As the Broncos’ 2022 regular season commences today, MarsLineman has a very good post up on sister site Biomechanical Review analyzing Randy Gregory, and here is the ultimate conclusion:
For a team like Denver, which is likely now entering a championship window, Gregory can offer some meaningful playmaking– both in run defense and as a rusher– as long as he is utilized correctly (not as an every down player), and kept healthy. And a deep roster of edges/ pass rushers behind him is a necessity. Thankfully Denver seems to have taken these factors into consideration when building significant depth at OLB.
However, long term expectations should be kept in check. Gregory will be turning 30 this upcoming season, and it’s possible, perhaps probable, that a steep decline in effectiveness is lurking around the corner. Once Gregory starts to enter his 30s, his reliance on sacral area borrowing may significantly limit his effectiveness– once his burst starts to fail, he will be unable to win his matchups with the same combination of raw effort/ strength.
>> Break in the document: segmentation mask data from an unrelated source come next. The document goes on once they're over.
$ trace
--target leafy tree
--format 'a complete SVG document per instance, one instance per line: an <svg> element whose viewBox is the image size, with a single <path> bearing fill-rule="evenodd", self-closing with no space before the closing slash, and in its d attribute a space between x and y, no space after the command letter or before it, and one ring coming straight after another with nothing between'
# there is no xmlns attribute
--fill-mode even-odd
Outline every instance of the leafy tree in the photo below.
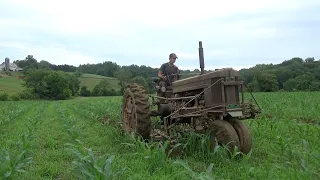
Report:
<svg viewBox="0 0 320 180"><path fill-rule="evenodd" d="M87 89L87 86L82 86L80 89L80 96L88 97L91 95L91 92L89 89Z"/></svg>
<svg viewBox="0 0 320 180"><path fill-rule="evenodd" d="M250 82L250 83L248 84L248 88L249 88L249 90L250 90L251 92L260 91L260 85L259 85L259 83L258 83L256 80Z"/></svg>
<svg viewBox="0 0 320 180"><path fill-rule="evenodd" d="M310 73L304 74L304 75L300 75L298 77L295 78L295 80L298 82L296 85L296 88L298 90L305 90L305 91L309 91L310 90L310 86L311 83L315 80L314 76L312 76Z"/></svg>
<svg viewBox="0 0 320 180"><path fill-rule="evenodd" d="M76 77L81 77L81 76L83 76L83 73L80 71L76 71L73 73L73 75L75 75Z"/></svg>
<svg viewBox="0 0 320 180"><path fill-rule="evenodd" d="M117 92L111 87L107 79L103 79L92 90L93 96L116 96Z"/></svg>
<svg viewBox="0 0 320 180"><path fill-rule="evenodd" d="M256 72L254 79L259 84L259 91L272 92L279 88L277 77L274 74Z"/></svg>
<svg viewBox="0 0 320 180"><path fill-rule="evenodd" d="M26 71L23 86L32 89L33 93L38 94L40 98L45 98L48 89L44 77L49 73L50 71L46 69L30 69Z"/></svg>
<svg viewBox="0 0 320 180"><path fill-rule="evenodd" d="M315 79L316 79L317 81L320 81L320 66L317 67L317 68L313 71L313 73L314 73Z"/></svg>
<svg viewBox="0 0 320 180"><path fill-rule="evenodd" d="M312 81L309 87L310 91L319 91L320 89L320 81Z"/></svg>
<svg viewBox="0 0 320 180"><path fill-rule="evenodd" d="M118 78L118 80L120 81L119 82L119 85L121 87L120 92L123 92L124 87L132 77L132 72L129 71L128 69L121 68L114 73L114 76Z"/></svg>
<svg viewBox="0 0 320 180"><path fill-rule="evenodd" d="M69 89L71 90L71 95L76 96L80 89L80 80L72 74L65 73L66 78L68 79Z"/></svg>
<svg viewBox="0 0 320 180"><path fill-rule="evenodd" d="M279 84L279 89L283 89L283 86L284 86L283 84L286 81L288 81L290 78L294 77L293 71L290 71L290 70L284 69L284 68L277 69L275 71L275 75L276 75L276 78L277 78L277 81Z"/></svg>
<svg viewBox="0 0 320 180"><path fill-rule="evenodd" d="M44 76L43 81L46 85L46 98L61 100L69 99L72 96L70 80L67 75L63 74L61 71L48 73Z"/></svg>
<svg viewBox="0 0 320 180"><path fill-rule="evenodd" d="M41 99L64 100L77 94L79 81L63 71L33 69L27 71L24 86Z"/></svg>
<svg viewBox="0 0 320 180"><path fill-rule="evenodd" d="M48 61L45 61L45 60L40 61L39 65L41 67L51 68L51 64Z"/></svg>
<svg viewBox="0 0 320 180"><path fill-rule="evenodd" d="M286 91L296 91L297 84L298 82L294 78L290 78L283 84L283 88Z"/></svg>

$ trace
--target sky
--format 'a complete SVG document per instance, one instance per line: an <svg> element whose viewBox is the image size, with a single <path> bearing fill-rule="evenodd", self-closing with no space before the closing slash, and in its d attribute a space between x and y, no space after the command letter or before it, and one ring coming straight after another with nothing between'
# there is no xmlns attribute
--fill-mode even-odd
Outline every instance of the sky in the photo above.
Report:
<svg viewBox="0 0 320 180"><path fill-rule="evenodd" d="M319 0L0 0L0 61L33 55L78 66L116 62L180 69L320 59Z"/></svg>

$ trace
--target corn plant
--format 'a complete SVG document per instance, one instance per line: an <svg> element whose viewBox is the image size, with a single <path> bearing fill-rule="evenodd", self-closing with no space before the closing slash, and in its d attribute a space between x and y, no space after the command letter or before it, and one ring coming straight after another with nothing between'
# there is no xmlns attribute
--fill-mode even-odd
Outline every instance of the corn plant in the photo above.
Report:
<svg viewBox="0 0 320 180"><path fill-rule="evenodd" d="M190 166L181 160L176 160L173 162L173 164L178 164L181 165L182 167L184 167L184 169L187 171L188 175L190 178L194 179L194 180L213 180L213 176L212 176L212 171L213 171L213 163L210 163L209 166L207 167L205 172L201 172L201 173L197 173L195 171L193 171Z"/></svg>
<svg viewBox="0 0 320 180"><path fill-rule="evenodd" d="M211 139L207 134L186 133L181 136L179 142L185 156L192 156L203 162L210 162L211 159L225 159L230 152L225 146L220 146L217 142L214 149L210 147Z"/></svg>
<svg viewBox="0 0 320 180"><path fill-rule="evenodd" d="M73 153L77 159L72 162L77 170L79 178L89 178L94 180L109 180L121 175L126 168L121 168L117 172L112 171L114 155L106 159L106 154L97 157L91 148L85 148L83 143L78 140L78 144L66 143L67 150Z"/></svg>
<svg viewBox="0 0 320 180"><path fill-rule="evenodd" d="M6 103L4 105L4 103ZM3 104L3 105L2 105ZM0 102L0 126L13 122L19 115L30 107L21 102Z"/></svg>
<svg viewBox="0 0 320 180"><path fill-rule="evenodd" d="M169 141L161 142L149 142L146 143L141 137L135 137L131 134L131 143L121 143L127 147L133 149L134 156L141 156L149 164L149 172L155 173L159 169L163 168L168 162L167 149L169 147ZM172 152L170 150L169 154Z"/></svg>
<svg viewBox="0 0 320 180"><path fill-rule="evenodd" d="M3 150L0 154L0 176L11 179L17 173L26 172L24 169L32 163L32 157L28 157L30 142L33 137L34 128L28 127L28 131L20 136L17 142L17 152L14 150Z"/></svg>
<svg viewBox="0 0 320 180"><path fill-rule="evenodd" d="M27 119L26 131L17 141L17 149L5 149L0 154L0 176L3 179L12 179L18 173L26 172L25 169L32 163L33 158L28 155L31 147L31 141L34 138L34 132L40 123L41 111L44 106L40 107L34 119Z"/></svg>
<svg viewBox="0 0 320 180"><path fill-rule="evenodd" d="M26 172L24 169L32 162L32 157L26 156L26 151L19 151L13 154L9 150L4 150L0 154L0 177L3 179L12 179L17 173Z"/></svg>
Hopefully Gregory can contribute meaningfully in the short term, while managing and maximizing a shrinking pool of ‘burst’ over the longer term.
I’d like to briefly add a few contractual observations that support the findings here, and suggest that the Broncos may be in concurrence with the idea that Gregory’s five year contract on paper may in practice be much shorter.
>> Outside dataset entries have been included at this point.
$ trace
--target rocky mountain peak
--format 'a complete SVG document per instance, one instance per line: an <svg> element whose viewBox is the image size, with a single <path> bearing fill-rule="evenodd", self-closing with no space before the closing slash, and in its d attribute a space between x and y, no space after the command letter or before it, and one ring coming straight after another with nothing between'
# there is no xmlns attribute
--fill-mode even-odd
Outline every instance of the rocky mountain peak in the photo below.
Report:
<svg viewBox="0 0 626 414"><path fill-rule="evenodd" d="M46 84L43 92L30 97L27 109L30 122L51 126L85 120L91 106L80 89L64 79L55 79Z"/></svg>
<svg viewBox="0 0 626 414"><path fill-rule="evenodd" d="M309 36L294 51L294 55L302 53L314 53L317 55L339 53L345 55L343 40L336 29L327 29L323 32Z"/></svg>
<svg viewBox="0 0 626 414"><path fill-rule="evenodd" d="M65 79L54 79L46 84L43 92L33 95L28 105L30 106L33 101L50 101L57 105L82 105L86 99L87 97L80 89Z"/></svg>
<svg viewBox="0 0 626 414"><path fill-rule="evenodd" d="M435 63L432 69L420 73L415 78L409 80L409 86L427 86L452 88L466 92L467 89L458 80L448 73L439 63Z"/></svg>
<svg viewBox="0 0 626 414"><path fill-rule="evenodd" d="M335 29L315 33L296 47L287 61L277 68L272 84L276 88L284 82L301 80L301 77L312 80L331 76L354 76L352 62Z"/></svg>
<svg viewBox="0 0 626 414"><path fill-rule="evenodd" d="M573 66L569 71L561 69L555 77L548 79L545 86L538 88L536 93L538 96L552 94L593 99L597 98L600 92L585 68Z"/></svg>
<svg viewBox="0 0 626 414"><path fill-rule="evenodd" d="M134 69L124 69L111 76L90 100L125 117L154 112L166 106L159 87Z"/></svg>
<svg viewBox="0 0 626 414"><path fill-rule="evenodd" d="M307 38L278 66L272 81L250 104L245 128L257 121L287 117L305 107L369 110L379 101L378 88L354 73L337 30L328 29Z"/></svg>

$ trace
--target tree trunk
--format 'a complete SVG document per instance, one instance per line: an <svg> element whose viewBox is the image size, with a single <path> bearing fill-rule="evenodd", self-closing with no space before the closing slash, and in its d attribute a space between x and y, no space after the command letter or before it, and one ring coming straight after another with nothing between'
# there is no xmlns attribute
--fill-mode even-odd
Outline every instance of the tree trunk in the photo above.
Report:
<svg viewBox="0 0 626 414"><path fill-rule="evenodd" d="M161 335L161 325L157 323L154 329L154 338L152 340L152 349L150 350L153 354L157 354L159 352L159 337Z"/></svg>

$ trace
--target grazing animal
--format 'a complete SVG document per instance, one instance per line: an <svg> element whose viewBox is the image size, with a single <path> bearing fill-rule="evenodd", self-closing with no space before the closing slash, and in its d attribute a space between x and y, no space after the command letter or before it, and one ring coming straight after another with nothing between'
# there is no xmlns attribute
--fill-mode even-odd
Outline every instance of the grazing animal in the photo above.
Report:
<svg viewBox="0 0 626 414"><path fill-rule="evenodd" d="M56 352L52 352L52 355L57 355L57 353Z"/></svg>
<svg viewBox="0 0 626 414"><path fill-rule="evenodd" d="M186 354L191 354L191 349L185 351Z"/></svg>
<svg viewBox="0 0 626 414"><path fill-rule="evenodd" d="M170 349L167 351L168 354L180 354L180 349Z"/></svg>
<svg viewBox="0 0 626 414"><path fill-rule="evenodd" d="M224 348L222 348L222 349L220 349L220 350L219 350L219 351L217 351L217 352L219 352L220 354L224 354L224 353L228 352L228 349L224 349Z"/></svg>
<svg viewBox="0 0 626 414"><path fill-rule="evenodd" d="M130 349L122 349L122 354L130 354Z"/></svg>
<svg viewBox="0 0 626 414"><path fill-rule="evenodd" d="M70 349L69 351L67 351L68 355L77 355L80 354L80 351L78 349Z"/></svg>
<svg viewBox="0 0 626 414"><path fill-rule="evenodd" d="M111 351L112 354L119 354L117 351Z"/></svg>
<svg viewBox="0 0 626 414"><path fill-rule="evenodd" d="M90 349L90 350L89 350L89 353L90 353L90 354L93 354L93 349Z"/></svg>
First, as Mars says, building a very deep edge rusher stable was necessary to go along with Gregory, not just long term but also short term. The Broncos did this so well that they were able to trade one of their edge rushers (Malik Reed) and still have very young talent in Baron Browning and Jonathon Cooper (second seasons) and Nik Bonitto (rookie) on the active roster, as well as fellow rookie Christopher Allen taking a redshirt season on injured reserve. The hope, of course, is that at least one of these four players will emerge not only to keep Gregory’s snap counts reasonable, but also as a potential future starter.
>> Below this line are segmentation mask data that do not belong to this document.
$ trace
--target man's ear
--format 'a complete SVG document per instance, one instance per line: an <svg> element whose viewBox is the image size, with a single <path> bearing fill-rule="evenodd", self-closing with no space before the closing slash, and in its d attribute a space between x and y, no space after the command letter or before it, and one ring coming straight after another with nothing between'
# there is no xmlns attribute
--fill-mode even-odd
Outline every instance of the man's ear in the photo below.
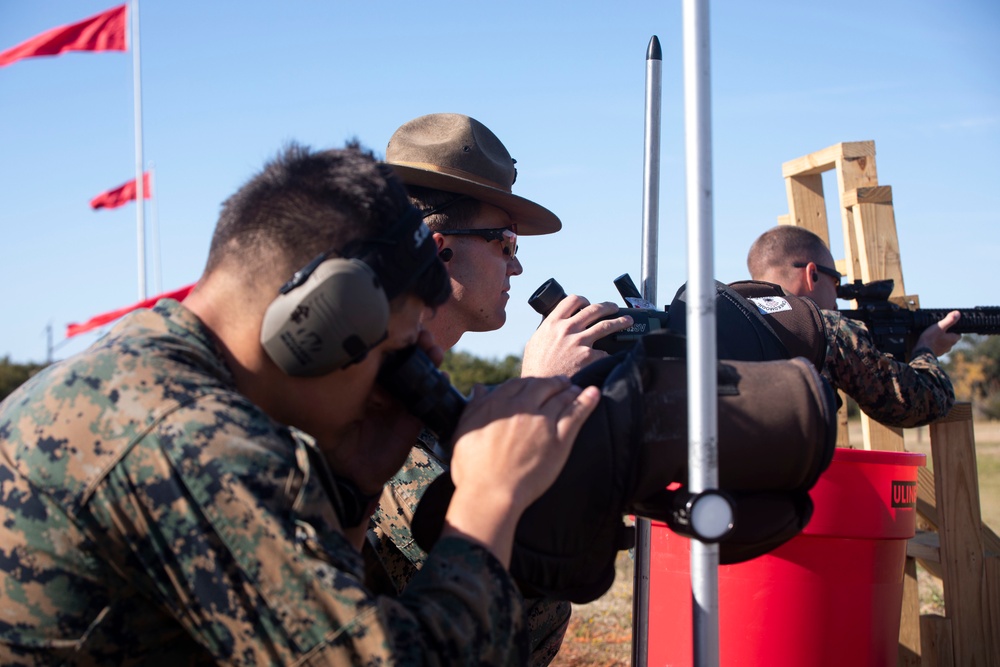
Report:
<svg viewBox="0 0 1000 667"><path fill-rule="evenodd" d="M812 292L816 289L816 283L819 282L819 271L816 270L816 262L809 262L806 264L806 287Z"/></svg>
<svg viewBox="0 0 1000 667"><path fill-rule="evenodd" d="M444 235L443 234L435 233L434 234L434 243L437 244L438 257L440 257L441 261L445 263L445 266L447 266L448 262L451 261L451 258L455 256L455 253L452 251L451 248L445 248L444 247Z"/></svg>

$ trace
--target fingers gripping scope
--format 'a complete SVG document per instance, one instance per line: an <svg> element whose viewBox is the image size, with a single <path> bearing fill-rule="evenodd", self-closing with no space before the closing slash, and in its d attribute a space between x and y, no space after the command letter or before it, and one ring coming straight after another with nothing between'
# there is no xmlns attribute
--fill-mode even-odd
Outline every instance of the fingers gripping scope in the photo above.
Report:
<svg viewBox="0 0 1000 667"><path fill-rule="evenodd" d="M604 336L594 342L595 350L602 350L609 354L623 352L635 343L636 340L646 334L660 331L667 326L666 311L656 310L652 304L645 301L636 289L635 283L627 273L615 279L615 286L621 293L629 308L619 309L614 315L602 317L603 320L610 320L622 315L632 318L632 326L623 331ZM552 309L566 298L566 291L555 278L549 278L539 286L535 293L528 298L528 305L535 309L542 318L549 316Z"/></svg>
Second, Gregory’s contract is designed to only be a two year commitment at the minimum. Should Gregory’s play significantly decline as Gregory enters his 30s as projected, it will be very reasonable for the Broncos to move on. By 2024, those four young edge rushers will be close to the ends of their contracts, and if any deserve a higher level veteran extension, funding for them may have to be transferred from what’s set aside for Gregory.
And third, Bradley Chubb will be due for his own contract extension after this season is over. Should he bounce back to the top level of play that is expected, his new contract will cost much more than Gregory’s. Having both Chubb and Gregory on high end EDGE contracts in 2023 can likely be practical and sustainable, but from 2024 onward that practicality becomes much more questionable.